人魚島から東に飛べばヴァル大陸が見えて来た。

普通に船で行けば数日か数週間かは掛かるのだろうが、バハ様に乗せて貰えば半日程度だ。

鞄からイシュカ神が持たせてくれたであろう地図を取り出して確認する。

大陸の中心から少し北に位置するカリンバという町がエルフの里になっているらしいのでまずはそこに行ってみる事にした。

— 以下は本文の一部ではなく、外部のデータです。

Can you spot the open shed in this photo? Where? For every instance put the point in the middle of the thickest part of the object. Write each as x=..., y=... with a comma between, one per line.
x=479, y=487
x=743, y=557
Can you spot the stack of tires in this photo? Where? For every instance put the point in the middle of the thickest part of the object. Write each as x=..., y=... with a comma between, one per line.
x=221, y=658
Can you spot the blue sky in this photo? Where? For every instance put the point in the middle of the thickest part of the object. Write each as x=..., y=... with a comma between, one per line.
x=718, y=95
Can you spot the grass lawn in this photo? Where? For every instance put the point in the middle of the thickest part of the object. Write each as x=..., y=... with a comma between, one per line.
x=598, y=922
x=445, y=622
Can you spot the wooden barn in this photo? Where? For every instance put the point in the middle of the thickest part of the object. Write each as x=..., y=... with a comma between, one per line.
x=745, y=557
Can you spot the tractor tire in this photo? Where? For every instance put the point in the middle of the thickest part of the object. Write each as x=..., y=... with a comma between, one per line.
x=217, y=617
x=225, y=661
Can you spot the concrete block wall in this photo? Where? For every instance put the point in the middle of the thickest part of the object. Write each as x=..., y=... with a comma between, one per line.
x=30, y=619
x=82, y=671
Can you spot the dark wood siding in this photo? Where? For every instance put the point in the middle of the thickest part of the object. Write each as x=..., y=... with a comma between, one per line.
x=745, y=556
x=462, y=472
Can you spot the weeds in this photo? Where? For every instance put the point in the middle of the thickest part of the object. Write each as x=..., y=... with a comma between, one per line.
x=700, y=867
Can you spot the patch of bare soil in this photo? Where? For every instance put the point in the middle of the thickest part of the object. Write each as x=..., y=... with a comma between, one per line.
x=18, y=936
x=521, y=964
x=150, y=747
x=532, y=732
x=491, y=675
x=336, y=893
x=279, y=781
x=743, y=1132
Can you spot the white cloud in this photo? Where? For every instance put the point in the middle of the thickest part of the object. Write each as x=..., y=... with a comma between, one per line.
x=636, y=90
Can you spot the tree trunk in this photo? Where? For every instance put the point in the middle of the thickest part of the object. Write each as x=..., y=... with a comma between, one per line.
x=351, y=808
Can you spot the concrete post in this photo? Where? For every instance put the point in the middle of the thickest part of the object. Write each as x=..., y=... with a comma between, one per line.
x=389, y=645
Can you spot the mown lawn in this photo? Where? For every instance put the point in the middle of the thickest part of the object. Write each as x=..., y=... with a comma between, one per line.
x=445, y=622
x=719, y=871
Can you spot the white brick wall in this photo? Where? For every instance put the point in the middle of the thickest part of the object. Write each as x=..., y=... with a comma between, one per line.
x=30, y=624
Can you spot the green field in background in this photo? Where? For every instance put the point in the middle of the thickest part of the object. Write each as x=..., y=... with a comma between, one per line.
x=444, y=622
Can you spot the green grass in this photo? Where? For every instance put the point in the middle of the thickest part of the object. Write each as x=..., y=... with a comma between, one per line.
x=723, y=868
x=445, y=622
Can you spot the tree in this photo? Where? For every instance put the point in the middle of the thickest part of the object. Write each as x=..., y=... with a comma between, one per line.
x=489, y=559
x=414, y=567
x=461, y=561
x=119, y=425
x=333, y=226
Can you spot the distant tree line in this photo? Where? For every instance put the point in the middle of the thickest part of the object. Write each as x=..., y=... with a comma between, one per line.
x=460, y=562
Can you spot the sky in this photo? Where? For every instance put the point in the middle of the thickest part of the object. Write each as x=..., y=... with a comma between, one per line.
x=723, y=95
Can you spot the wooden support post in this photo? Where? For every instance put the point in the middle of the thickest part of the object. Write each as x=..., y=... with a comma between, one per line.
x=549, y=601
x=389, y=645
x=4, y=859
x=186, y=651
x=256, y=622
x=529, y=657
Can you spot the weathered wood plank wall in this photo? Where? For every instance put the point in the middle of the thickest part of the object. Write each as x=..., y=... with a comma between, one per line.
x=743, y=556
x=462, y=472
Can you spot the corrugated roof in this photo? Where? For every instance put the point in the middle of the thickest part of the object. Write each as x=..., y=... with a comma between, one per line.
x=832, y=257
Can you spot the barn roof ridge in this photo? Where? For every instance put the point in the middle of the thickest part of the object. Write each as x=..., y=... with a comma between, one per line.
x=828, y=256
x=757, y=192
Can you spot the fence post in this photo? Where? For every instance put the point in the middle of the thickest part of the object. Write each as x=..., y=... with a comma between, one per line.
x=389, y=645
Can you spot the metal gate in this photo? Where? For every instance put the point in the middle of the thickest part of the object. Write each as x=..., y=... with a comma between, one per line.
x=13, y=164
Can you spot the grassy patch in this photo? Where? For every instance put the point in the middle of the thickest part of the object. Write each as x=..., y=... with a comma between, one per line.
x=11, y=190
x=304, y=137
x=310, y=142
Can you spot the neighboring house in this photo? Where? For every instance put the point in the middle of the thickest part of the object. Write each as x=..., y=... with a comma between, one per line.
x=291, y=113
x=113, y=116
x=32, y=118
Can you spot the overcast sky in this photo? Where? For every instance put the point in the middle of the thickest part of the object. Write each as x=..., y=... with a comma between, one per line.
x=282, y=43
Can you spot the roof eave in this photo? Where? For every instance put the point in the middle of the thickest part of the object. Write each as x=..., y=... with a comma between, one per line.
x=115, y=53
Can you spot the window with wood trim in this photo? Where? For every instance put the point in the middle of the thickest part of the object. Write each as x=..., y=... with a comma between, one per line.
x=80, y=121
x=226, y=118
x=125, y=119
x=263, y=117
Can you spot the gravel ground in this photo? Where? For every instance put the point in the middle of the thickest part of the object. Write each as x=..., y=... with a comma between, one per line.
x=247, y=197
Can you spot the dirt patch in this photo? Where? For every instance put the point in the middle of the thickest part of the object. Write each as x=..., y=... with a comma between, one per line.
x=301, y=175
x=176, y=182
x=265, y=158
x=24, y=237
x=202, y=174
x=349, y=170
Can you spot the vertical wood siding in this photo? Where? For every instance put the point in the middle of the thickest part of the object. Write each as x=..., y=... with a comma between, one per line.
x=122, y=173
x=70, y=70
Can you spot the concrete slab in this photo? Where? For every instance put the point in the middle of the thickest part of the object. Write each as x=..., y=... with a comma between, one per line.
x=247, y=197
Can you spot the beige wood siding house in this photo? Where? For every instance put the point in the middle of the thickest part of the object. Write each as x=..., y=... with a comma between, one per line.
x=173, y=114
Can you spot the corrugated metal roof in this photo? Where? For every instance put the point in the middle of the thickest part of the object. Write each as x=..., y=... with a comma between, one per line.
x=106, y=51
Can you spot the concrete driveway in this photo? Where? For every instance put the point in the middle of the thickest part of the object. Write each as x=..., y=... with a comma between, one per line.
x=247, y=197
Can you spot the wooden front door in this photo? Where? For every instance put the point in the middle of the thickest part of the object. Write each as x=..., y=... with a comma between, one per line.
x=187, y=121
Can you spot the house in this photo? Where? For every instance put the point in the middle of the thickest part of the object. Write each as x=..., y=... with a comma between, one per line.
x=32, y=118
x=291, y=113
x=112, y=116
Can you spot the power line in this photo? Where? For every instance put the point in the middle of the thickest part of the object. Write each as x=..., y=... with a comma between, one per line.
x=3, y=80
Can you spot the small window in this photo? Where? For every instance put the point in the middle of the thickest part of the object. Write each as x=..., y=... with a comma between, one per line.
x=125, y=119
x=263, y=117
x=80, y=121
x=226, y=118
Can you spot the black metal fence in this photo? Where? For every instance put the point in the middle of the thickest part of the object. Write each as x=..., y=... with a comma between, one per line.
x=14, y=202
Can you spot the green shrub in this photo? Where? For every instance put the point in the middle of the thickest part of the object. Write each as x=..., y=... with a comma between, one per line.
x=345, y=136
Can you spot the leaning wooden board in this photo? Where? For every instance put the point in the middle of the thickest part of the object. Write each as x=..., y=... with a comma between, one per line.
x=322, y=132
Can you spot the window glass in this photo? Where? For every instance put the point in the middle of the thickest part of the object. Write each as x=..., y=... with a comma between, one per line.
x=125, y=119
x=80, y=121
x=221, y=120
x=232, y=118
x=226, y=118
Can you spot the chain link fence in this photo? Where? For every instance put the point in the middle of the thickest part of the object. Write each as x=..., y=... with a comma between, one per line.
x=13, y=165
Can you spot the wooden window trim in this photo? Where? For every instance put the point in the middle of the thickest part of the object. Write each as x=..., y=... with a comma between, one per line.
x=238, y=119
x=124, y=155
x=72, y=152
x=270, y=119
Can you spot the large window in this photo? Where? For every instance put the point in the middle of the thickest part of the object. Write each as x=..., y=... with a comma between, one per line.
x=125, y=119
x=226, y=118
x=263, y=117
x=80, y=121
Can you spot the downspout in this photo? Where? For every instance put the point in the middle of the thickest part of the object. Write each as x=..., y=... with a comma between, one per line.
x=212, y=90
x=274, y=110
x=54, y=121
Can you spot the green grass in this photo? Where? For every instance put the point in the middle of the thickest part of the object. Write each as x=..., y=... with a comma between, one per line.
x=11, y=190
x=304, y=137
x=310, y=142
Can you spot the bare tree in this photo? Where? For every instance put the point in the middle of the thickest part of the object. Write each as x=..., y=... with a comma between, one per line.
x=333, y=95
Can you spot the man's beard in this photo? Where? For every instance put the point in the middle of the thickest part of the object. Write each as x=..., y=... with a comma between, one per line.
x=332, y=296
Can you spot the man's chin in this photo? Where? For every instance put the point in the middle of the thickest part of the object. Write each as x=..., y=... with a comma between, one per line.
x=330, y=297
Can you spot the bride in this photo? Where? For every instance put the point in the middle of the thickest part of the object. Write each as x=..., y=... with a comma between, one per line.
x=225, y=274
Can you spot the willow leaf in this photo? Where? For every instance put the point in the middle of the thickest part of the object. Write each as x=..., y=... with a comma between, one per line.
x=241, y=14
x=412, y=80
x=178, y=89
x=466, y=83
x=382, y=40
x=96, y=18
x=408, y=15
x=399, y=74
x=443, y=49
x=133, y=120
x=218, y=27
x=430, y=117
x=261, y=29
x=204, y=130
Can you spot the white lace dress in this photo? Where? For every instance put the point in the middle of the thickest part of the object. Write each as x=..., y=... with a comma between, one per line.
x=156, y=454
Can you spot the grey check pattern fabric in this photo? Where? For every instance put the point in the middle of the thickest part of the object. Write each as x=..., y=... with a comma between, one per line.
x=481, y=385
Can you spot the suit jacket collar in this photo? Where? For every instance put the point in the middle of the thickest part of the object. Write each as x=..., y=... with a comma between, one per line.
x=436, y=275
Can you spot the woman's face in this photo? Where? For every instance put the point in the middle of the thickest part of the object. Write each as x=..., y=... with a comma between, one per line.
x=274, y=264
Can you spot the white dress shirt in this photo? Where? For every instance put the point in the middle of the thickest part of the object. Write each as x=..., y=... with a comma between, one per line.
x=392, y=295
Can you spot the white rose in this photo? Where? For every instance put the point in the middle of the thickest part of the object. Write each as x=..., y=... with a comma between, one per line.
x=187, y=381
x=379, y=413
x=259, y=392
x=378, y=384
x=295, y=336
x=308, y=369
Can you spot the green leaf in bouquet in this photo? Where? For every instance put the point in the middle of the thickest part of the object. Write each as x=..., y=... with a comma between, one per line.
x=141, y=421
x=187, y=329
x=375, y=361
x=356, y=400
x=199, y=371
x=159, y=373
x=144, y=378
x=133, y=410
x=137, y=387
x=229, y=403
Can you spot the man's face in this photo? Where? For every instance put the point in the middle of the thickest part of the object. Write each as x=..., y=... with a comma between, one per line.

「バハ様、カリンバって町に行きたいんだけど、場所判る?」

「うむ、サーチすればよかろう」


なるほど、その手があったか。

とは言え残念ながら儂はサーチスキルを持って居ないのでバハ様にお任せする。

やがてカリンバの町が視界に入ったので近くの森で降ろしてもらう。

なるべくならバハ様の姿も隠しておきたい。

目立つからね。


「では我は戻っておく、何かあれば呼ぶがよい」

「うん、ありがとうね」


そして今度は、ゲイザーくんを召喚する事にした。

勿論町中に連れて行く訳ではないけれど、逢いたかったんだよね。

ポケットから小さな羽と長い睫毛を取り出す。


凄く今更なんだけど、この1本の長い睫毛はなんだろう?

ゲイザーくんの形見なのかな?

召喚した後にでも聞いてみればいいか。


(ゲイザーくんゲイザーくん、戻っておいで!)


ぼふんっ


やった!成功だ。たぶん大丈夫だとは思っていたけど実際に確認しないと不安だった。


「ぅわぁ~、グレンだ!またグレンに逢えた~!」


スリスリスリスリ


「よかったグレン、ちゃんと神様の元に帰れたんだね!

 あれ?でもお仲間は? もしかして会えなかったの?

 えー・・・  僕ちょっともう1回神様の所に行って文句いってくるね!」


いやいやいやいや、ちょっと待て。落ち着いてゲイザーくん。

落ち着いてちゃんと話をしようね?ね?


「あ、そうだね。やっと会えたからお話もしないとだよね」


スリスリスリスリッ


そっと手を伸ばせば、おや?今度は触れる。(もや)じゃないのかな。


「あ、そうだった。

 僕グレンのサモンになったからグレンだけは触れるようになってるんだって!」

「あ、そうなんだ。そう言えば会話も出来るようになってるね」

「うんうん、でもこの声もグレンにしか聞こえないんだって。

 あ、デュラハンとアリアンにも同じ闇の眷属だから聞こえるって言ってた」

「そかそか、じゃぁ他に人が居る時は気を付けないと儂独り言になるな。

 それで、その事をゲイザーくんは誰に教えてもらったのかな?」

「んーっとね、トティニアって神様!」

「そっかそっか。

 んじゃ改めて、お帰りゲイザーくん!また宜しくね」

「ただいま! またよろしくね。えへへっ」


切り株に座って、別れた後の事を話せばゲイザーくんはプリプリと怒っていた。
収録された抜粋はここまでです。